ONIrothérapie

jeudi 16 septembre 2010

À l’occasion de la réunion de son conseil national, l’Ordre des infirmiers a indiqué que le nombre d’inscrits est d’un peu plus de 70 000 actuellement. Pour sa présidente, ce résultat modeste n’est pas à mettre au compte du montant de la cotisation, mais à l’opposition des syndicats et aux propos de la ministre de la santé.

L’Ordre national des infirmiers, qui a réuni mardi son conseil national, a présenté les comptes de son premier exercice budgétaire (mai 2009-avril 2010) qui laisse apparaître un déficit de 381.186 euros, au cours d’une conférence de presse mercredi.

Ce déficit s’explique par "la politique anti-Ordre" qui a affecté le bon fonctionnement de l’instance, a déclaré la présidente de l’Ordre, Dominique Le Boeuf, faisant référence à la vive opposition exprimée par les syndicats à l’encontre de l’instance ordinale et aux réserves exprimées par la ministre de la santé sur le montant de la cotisation (fixée à 75 euros). "Pourquoi voulez-vous qu’une infirmière ait envie de cotiser (...) lorsqu’elle entend la ministre de tutelle qui s’émeut en disant que c’est trop cher", a fait remarquer la présidente de l’Ordre.

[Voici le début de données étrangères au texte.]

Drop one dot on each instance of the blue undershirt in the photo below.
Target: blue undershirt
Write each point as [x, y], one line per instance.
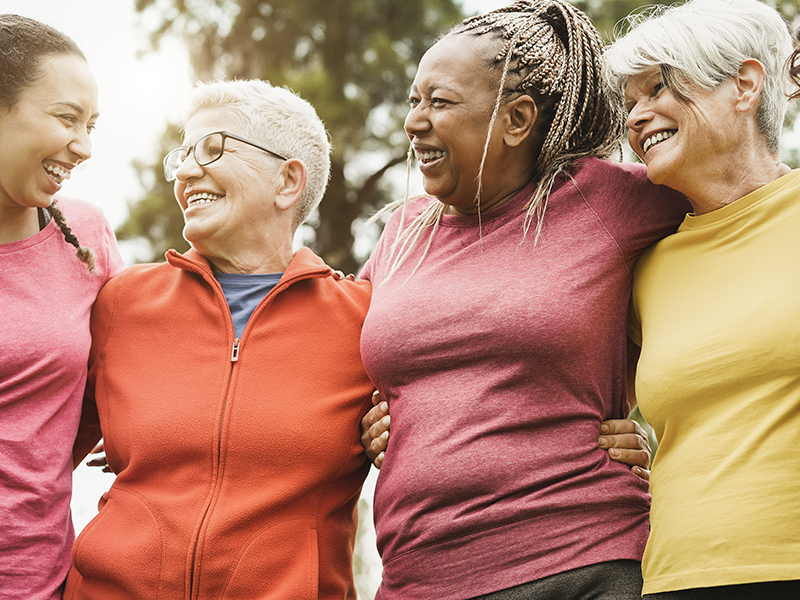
[244, 292]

En raison de ces obstacles qui "ont entravé la procédure d’inscription", l’Ordre n’a pu recouvrer que 4,6 millions d’euros au titre des cotisations demandées aux infirmiers pour 2009-10, alors qu’il projetait de recouvrir 38,4 millions, compte tenu du nombre d’infirmiers figurant au fichier Adeli. Le fichier Adeli s’est d’ailleurs "révélé défaillant dans une proportion de 20% à 50% selon les lieux", peut-on lire dans le rapport relatif à l’activité de l’Ordre pour son premier exercice, présenté par sa présidente.

Dans ce climat d’incertitude sur le plan financier, les responsables de l’Ordre ont été contraints de limiter au maximum les coûts de l’institution et se sont trouvés dans la nécessité d’engager un crédit auprès d’une banque. "Cette politique prudentielle a permis de limiter les dépenses de l’exercice à 5.052.762 euros et en conséquence de cantonner le déficit à 381.186 euros ", peut-on lire dans le rapport. "Cette clôture du premier exercice nous permet d’avoir un vrai chiffrage des comptes, dans une grande transparence et nous permet d’exister en tant qu’Ordre", s’est félicitée Dominique Le Boeuf.

Sur une population infirmière évaluée autour de 500.000 infirmiers, 70.612 professionnels étaient inscrits au tableau de l’Ordre au 1er septembre et 4.000 dossiers étaient en attente d’inscription, a indiqué la présidente. "Les chiffres évoluent de façon très progressive", a t’elle précisé, en soulignant que le frein n’était pas tant celui du montant de la cotisation que les contraintes liées à l’inscription et au fait de devoir remplir un dossier.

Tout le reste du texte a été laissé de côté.